Réponse de le 11/01/2016 à 9:18 :
Vous pouvez me dire tout ce que vous voulez, les logiques politiciennes comme vous dites ont très peu d'intérêt pour moi, je pense d'abord au bien de la plupart de la population or un parti politique qui ne fait pas ce qu'il dit n'est pas digne de confiance et du coup s'expose directement aux accusations de compromission qu'on a fait contre lui.

Cuidadanos nous faisait croire qu'ils étaient différents des partis classiques, ce que je trouvais vraiment intéressant, au final il converge vers les mêmes intérêts employant qui plus est les mêmes stratégies. Bref une fois de plus les électeurs se sont fait enfumer.

Je mettais ce parti au même niveau d'intérêt que podemos, dorénavant il est pour moi au même niveau désastreux que les partis classiques. Sachant que Podemos est quand même bien plus solide question respect de ses électeurs mais je suis déjà déçu de nombreuses mesures qu'ils ont prises afin de s'intégrer au schéma électoraliste politicien.

Bref tout ceci ne fait que confirmer mon idée que les partis politiques ne peuvent être que conservateurs et donc complices des sales habitudes et vieilles compromissions habituelles afin de pouvoir exister. Si on ne rentre pas dans le moule de la pensée néolibérale stupide on en est complètement exclu.
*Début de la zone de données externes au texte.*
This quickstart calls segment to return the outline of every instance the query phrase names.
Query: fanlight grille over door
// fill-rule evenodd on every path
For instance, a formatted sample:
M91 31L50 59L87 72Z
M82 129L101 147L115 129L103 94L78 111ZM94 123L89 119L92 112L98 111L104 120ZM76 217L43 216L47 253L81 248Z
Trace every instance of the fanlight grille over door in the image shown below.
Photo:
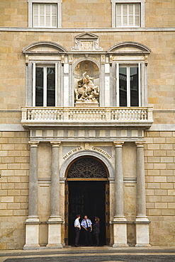
M107 178L104 166L91 157L81 158L69 169L67 178Z

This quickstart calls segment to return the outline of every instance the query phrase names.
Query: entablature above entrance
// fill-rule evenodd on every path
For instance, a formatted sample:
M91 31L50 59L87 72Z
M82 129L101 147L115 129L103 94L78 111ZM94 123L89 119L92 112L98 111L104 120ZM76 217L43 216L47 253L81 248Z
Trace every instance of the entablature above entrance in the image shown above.
M124 142L142 141L144 129L138 128L106 128L106 127L69 127L69 128L32 128L30 140L40 142L107 142L118 140Z

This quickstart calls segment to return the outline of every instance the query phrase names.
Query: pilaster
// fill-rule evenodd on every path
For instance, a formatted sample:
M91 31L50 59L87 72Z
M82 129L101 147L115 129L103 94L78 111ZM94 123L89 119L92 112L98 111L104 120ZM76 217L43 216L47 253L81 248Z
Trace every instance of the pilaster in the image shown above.
M48 244L47 247L62 248L61 244L62 218L60 216L60 145L59 141L52 145L51 210L48 220Z
M123 142L114 142L115 144L115 215L113 218L113 247L128 246L127 221L124 216L123 144Z
M26 221L26 244L23 249L35 249L39 245L39 219L38 217L38 141L30 141L30 174L28 216Z
M135 246L150 246L149 237L149 221L146 215L146 194L144 163L144 143L136 142L137 175L137 217Z

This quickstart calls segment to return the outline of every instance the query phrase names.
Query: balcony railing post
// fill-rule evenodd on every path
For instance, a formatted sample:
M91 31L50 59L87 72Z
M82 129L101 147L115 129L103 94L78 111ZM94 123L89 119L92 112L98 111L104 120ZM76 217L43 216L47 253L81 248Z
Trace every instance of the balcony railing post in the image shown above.
M69 109L68 108L65 108L64 109L64 118L63 116L63 120L69 120Z
M27 108L23 108L22 109L22 120L27 120Z
M147 109L147 120L152 121L152 108Z
M110 108L106 108L106 120L107 121L111 120L111 110Z

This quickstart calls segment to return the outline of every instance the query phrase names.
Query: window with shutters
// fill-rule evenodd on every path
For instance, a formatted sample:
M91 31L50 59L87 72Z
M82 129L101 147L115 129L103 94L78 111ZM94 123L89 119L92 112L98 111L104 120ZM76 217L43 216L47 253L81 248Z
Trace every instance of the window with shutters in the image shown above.
M111 0L113 28L139 28L145 26L145 0Z
M33 64L33 106L55 106L55 64Z
M34 28L56 28L57 17L57 4L33 4L33 25Z
M117 64L118 106L140 106L141 64Z
M34 28L61 27L62 0L28 0L28 26Z
M140 27L140 4L116 4L116 27Z

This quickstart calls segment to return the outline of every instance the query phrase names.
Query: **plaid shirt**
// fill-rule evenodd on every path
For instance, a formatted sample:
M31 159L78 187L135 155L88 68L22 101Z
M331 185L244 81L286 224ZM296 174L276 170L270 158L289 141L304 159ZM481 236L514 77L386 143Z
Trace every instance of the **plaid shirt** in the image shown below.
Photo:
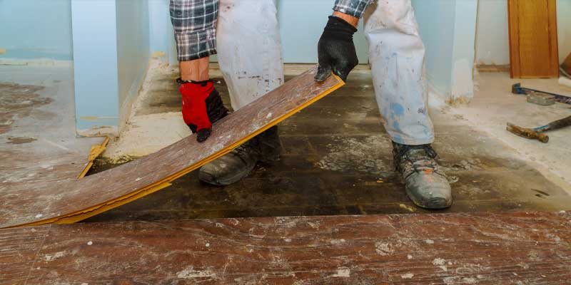
M333 10L358 18L375 0L335 0ZM216 20L219 0L171 0L178 61L216 54Z
M333 10L360 18L370 4L375 0L335 0Z
M178 61L216 54L218 0L171 0Z

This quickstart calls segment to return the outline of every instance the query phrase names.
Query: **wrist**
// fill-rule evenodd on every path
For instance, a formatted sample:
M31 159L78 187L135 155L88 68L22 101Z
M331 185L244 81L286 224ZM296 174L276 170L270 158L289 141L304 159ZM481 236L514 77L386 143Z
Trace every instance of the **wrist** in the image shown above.
M333 16L337 17L337 18L343 19L343 21L346 21L347 23L349 23L349 24L350 24L351 26L353 26L355 28L357 28L357 25L359 24L359 18L357 18L355 16L351 16L351 15L349 15L349 14L346 14L345 13L340 12L338 11L334 11L333 12Z

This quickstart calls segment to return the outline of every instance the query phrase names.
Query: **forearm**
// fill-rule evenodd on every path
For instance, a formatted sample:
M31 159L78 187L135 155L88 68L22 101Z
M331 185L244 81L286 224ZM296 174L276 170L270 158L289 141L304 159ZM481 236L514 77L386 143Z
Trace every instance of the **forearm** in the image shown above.
M209 57L179 62L181 79L186 81L204 81L208 80Z
M340 12L338 11L334 11L333 12L333 16L335 16L335 17L340 18L340 19L343 19L345 21L346 21L347 23L350 24L351 26L354 26L355 28L357 28L357 25L359 24L359 18L357 18L355 16L351 16L351 15L349 15L349 14L346 14L345 13Z
M333 10L360 19L367 7L374 1L375 0L335 0Z

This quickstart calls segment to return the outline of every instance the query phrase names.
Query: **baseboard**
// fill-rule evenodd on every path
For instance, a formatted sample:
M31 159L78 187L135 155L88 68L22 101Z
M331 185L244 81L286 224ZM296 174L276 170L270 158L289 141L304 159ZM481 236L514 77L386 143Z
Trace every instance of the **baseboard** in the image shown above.
M476 68L479 72L510 72L509 64L478 64Z

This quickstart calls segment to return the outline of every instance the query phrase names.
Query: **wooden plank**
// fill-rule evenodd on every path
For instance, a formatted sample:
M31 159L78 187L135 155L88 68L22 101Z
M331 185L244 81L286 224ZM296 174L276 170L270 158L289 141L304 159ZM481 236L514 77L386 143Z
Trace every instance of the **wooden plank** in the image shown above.
M559 76L555 0L509 0L512 78Z
M189 136L163 150L80 180L0 192L0 227L72 223L158 191L230 152L343 85L337 76L313 80L316 68L217 122L204 143Z
M35 256L33 265L16 255L2 261L0 272L27 278L0 284L564 284L570 224L571 213L515 212L9 229L0 235L45 240L18 248L0 239Z

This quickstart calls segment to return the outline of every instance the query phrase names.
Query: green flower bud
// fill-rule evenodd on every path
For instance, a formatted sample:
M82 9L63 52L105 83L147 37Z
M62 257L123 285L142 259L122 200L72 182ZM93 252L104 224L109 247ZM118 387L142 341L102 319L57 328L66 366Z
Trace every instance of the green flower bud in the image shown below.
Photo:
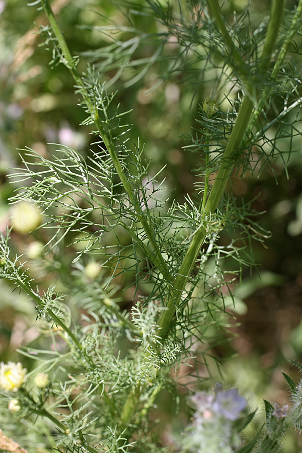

Le parti politique est le principe même du conservatisme exacerbé difficile de s'en écarter.
a écrit le 08/01/2016 à 20:10 :
De toutes façons la logique centrifuge du scrutin proportionnel impose dans certaines circonstances des coalitions contre-nature, à l'allemande ou à la belge, qui associent sur la base d'un contrat de législature négocié conservateurs et socio-démocrates. A défaut d'introduire le scrutin majoritaire, il faudra bien que le PSOE et le PP, avec ou sans Ciudadanos, s'y résolvent bon gré mal gré.
a écrit le 08/01/2016 à 20:05 :
Podemos, un parti qui demande pardon pour la Reconquista et la conquête de Grenade par les Espagnols?
Il manquerait plus qu'ils exigent des excuses des Turcs pour la conquête de Constantinople....
Bref, un parti aussi peu sérieux peut-il participer à un gouvernement?
a écrit le 08/01/2016 à 19:28 :
Ces deux pays ont deux cultures très différentes, et ce que la gauche à réussi à obtenir au Portugal il est plus difficile de le faire en Espagne ou mieux "Espagnes". En effet le panorama politique en dans le pays ibérique est très morcelée bien plus qu'au Portugal auquel il n'y a pas de discussion "l'unité du pays". Je parierais sur de nouvelles élections.
Réponse de le 08/01/2016 à 20:02 :
...sans compter que la majorité au Portugal est fragile, suspendue au bon vouloir de l'extrême-gauche et se disloquera très certainement dès qu'il sera bien clair pour tous qu'il est impossible d'y desserrer l'austérité.